Employee costs associated with Consumer Credit Card Transaction/Tender
Offer
In 1998, we accelerated vesting of 43.15% of outstanding options that were not
vested at the time of the closing of the Consumer Credit Card Transaction. In
connection with the Tender Offer (see Note 14 to the Consolidated Condensed
Financial Statements), present and former directors and employees who held
exercisable options to purchase Class A and Class B Common Stock tendered these
options in lieu of first exercising the options and tendering the underlying
stock. We used approximately $850 million, before taking into account the
exercise price of options, to repurchase the shares in the Tender Offer.
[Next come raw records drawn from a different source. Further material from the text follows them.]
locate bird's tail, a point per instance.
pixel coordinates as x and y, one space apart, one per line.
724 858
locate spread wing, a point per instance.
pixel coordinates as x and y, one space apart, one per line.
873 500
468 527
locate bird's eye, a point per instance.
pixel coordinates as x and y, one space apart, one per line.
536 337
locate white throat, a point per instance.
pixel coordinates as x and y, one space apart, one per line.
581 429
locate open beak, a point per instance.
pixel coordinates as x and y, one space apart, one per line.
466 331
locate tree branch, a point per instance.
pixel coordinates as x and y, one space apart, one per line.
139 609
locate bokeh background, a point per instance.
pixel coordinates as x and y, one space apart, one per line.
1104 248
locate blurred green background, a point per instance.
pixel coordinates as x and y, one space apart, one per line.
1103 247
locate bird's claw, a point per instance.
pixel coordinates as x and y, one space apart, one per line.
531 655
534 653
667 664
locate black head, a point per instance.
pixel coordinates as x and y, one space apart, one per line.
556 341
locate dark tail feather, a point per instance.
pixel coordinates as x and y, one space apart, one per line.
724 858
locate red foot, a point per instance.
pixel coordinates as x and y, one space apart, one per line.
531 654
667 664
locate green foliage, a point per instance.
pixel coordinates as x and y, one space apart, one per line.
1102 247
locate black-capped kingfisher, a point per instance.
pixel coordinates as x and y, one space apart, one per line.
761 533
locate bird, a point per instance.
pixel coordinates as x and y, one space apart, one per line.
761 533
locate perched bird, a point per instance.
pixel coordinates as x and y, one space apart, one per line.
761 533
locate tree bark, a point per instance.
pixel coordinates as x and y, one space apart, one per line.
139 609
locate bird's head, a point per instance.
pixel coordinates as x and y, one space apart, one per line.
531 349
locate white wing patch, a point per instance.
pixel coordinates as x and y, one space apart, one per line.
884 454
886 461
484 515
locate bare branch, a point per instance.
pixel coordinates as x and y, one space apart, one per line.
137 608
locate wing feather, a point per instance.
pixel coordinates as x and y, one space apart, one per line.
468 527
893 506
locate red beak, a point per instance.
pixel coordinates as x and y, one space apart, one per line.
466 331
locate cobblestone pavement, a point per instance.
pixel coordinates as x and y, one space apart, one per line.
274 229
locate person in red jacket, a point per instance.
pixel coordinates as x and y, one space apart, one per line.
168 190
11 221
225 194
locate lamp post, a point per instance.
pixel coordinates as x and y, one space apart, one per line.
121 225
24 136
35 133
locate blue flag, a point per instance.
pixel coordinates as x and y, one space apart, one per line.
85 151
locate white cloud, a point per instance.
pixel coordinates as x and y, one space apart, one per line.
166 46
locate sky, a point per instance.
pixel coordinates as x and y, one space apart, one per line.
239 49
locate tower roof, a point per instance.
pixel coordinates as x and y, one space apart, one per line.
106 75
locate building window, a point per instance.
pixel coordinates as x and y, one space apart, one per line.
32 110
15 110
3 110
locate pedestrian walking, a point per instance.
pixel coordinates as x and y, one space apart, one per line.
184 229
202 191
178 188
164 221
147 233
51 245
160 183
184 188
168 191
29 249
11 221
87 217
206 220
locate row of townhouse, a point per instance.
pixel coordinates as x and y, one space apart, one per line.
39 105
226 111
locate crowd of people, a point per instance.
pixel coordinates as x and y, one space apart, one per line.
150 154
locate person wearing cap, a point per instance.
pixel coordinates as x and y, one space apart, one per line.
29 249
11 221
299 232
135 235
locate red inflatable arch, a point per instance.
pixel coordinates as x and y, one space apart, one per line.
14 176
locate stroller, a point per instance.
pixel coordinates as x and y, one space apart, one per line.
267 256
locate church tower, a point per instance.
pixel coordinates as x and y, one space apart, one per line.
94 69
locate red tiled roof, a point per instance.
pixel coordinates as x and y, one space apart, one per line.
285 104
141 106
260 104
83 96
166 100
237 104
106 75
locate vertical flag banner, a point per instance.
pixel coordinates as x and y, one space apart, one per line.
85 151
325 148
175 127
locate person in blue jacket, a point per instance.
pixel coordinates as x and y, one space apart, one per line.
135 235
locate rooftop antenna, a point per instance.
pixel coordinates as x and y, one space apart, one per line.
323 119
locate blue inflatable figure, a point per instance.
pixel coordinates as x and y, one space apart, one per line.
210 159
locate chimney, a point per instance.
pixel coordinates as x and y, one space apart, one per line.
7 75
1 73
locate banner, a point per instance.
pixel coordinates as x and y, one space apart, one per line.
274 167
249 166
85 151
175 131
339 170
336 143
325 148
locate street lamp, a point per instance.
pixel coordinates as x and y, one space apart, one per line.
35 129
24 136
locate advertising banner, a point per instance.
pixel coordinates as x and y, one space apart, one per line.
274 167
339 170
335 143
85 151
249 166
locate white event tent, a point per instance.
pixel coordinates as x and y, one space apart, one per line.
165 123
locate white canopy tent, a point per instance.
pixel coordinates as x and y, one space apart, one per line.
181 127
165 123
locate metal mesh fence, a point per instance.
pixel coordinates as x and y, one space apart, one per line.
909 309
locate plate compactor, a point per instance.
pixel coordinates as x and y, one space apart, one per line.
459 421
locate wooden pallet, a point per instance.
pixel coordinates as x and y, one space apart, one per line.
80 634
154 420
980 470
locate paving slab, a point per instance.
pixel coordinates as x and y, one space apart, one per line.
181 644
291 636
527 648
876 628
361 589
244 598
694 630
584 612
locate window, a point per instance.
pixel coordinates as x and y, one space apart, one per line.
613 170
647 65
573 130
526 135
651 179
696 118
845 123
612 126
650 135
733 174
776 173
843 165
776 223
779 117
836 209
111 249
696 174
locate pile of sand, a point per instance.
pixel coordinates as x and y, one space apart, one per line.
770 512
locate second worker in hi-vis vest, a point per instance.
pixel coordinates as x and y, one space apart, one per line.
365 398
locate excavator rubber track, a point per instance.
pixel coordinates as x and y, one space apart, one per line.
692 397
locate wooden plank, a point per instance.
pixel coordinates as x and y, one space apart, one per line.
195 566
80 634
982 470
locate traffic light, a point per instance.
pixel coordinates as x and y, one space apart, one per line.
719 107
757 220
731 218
In
addition, we also amended the terms of options granted to employees who became
employees of Fleet LLC or whose employment with us was otherwise terminated in
connection with the Consumer Credit Card Transaction (the "Affected Employees")
to extend the post-employment exercise period. Although there was a charge to
earnings associated with this amendment, there was no net impact to capital as a
result of this amendment. We also canceled options issued to certain members of
the Board of Directors and replaced the canceled options with stock appreciation
rights.
In March 1997, the Compensation Committee of the Board of Directors approved the
Advanta Senior Management Change of Control Severance Plan which provides
benefits to senior management employees in the event of a change of control of
Advanta if, within one year of the date of a change of control, there has been
either an actual or constructive termination of the senior management employee.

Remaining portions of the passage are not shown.